Fanny et Lucas n’ont donc pas fait le choix de mettre leurs deux filles en crèche. Ou, plutôt, sont revenus sur leur choix après trois expériences négatives. « On a donc fini par abandonner l’idée. Les filles sont restées avec moi et c’est très bien comme ça. Personnellement, je n’ai jamais été gardée à l’extérieur de mon noyau familial quand j’étais petite et je suis devenue assistante sociale. Donc, point de vue empathie et sociabilisation, je ne pense pas que ça ait eu un impact négatif ». Damien Hachez, chargé d’études à la Ligue des familles, confirme cette tendance des parents à se calquer sur leur propre expérience : « Le vécu de chacun vient colorer sa décision ».

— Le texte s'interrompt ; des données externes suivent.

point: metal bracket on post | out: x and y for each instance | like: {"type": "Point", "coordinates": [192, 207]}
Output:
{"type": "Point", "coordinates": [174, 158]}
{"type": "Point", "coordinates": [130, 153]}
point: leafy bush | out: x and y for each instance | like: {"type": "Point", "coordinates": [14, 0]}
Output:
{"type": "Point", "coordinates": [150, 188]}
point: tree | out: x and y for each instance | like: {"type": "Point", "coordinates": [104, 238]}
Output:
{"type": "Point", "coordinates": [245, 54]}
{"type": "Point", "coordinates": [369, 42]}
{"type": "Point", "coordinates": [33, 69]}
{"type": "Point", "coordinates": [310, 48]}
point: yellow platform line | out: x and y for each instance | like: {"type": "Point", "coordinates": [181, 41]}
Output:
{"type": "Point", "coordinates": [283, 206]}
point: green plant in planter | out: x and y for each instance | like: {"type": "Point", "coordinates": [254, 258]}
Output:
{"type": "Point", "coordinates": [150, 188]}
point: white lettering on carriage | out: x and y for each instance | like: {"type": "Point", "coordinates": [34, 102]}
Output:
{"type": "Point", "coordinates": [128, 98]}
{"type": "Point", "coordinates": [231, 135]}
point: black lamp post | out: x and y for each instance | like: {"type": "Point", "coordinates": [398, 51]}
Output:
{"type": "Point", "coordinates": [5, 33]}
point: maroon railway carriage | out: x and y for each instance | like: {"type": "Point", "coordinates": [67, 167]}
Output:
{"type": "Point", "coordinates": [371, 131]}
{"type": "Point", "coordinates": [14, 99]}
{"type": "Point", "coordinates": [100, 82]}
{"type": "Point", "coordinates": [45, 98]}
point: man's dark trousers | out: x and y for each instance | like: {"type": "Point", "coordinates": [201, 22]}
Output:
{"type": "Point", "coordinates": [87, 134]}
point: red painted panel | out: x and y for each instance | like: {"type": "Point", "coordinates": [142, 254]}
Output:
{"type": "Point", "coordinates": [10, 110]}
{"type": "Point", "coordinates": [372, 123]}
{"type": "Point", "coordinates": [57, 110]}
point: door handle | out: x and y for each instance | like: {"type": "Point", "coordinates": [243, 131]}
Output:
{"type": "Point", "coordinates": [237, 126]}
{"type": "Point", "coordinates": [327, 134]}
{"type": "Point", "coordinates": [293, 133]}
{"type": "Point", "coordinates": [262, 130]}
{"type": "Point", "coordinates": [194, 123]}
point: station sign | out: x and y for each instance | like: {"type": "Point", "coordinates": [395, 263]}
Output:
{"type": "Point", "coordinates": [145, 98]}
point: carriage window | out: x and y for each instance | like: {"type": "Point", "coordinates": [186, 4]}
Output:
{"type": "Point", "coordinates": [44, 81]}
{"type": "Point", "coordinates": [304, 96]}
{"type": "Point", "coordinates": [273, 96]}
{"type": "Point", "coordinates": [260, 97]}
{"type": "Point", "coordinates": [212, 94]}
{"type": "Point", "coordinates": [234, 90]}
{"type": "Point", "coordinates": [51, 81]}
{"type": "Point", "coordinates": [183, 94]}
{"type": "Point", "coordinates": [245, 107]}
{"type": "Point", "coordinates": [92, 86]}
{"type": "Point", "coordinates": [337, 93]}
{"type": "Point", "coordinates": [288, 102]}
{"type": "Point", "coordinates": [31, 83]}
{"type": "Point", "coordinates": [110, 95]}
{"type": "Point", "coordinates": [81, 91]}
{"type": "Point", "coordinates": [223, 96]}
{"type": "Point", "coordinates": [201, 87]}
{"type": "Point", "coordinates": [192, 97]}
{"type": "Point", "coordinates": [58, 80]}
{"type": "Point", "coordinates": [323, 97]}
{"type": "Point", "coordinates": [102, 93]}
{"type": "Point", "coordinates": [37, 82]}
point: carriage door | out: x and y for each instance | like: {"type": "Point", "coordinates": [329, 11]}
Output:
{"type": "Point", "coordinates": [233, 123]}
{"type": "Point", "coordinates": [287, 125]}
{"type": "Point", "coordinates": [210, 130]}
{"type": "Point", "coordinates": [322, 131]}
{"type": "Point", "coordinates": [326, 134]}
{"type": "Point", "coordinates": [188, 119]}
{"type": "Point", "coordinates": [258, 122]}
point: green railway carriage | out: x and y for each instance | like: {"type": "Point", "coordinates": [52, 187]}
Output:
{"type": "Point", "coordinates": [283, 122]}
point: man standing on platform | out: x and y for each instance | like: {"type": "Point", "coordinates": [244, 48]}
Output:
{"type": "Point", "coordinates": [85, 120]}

Mais le chargé d’études le rappelle : tous les parents n’ont pas forcément les capacités d’offrir du temps, un projet pédagogique, de nouveaux horizons à leur enfant. « Si tous les enfants ne doivent pas forcément fréquenter une crèche, tous doivent avoir le choix d’y avoir accès. C’est un droit de l’enfant », rappelle Damien Hachez. Ainsi, des bébés de tous les milieux sociaux, économiques et culturels peuvent grandir ensemble et favoriser une certaine mixité sociale, s’ouvrir d’autres horizons les un·e·s aux autres.
Les témoignages de parents qui ont choisi de ne pas mettre leur enfant en milieu d’accueil font souvent suite à de mauvaises expériences. Il est alors très difficile de renouer avec les milieux d’accueil. Nathalie Nader-Grosbois rassure : « Il est clair que le parent doit être sur la même longueur d’ondes avec les professionnel·le·s. Pour cela, il est très important de dialoguer. Vous soupçonnez que votre enfant ait été laissé pendant plusieurs heures dans une nacelle ? Demandez pourquoi il avait les fesses écarlates. Demandez des retours ». L’experte louvaniste rassure aussi sur les perturbations de sommeil et digestifs qui peuvent avoir lieu au moment de la transition. « Il faut parfois de trois jours à trois semaines pour que le bébé reprenne ses habitudes. C’est normal ». Et si vous voyez que ça vous inquiète, un mot-clé : le dialogue avec les professionnel·le·s (Médecin de famille, pédiatre et puéricultrices).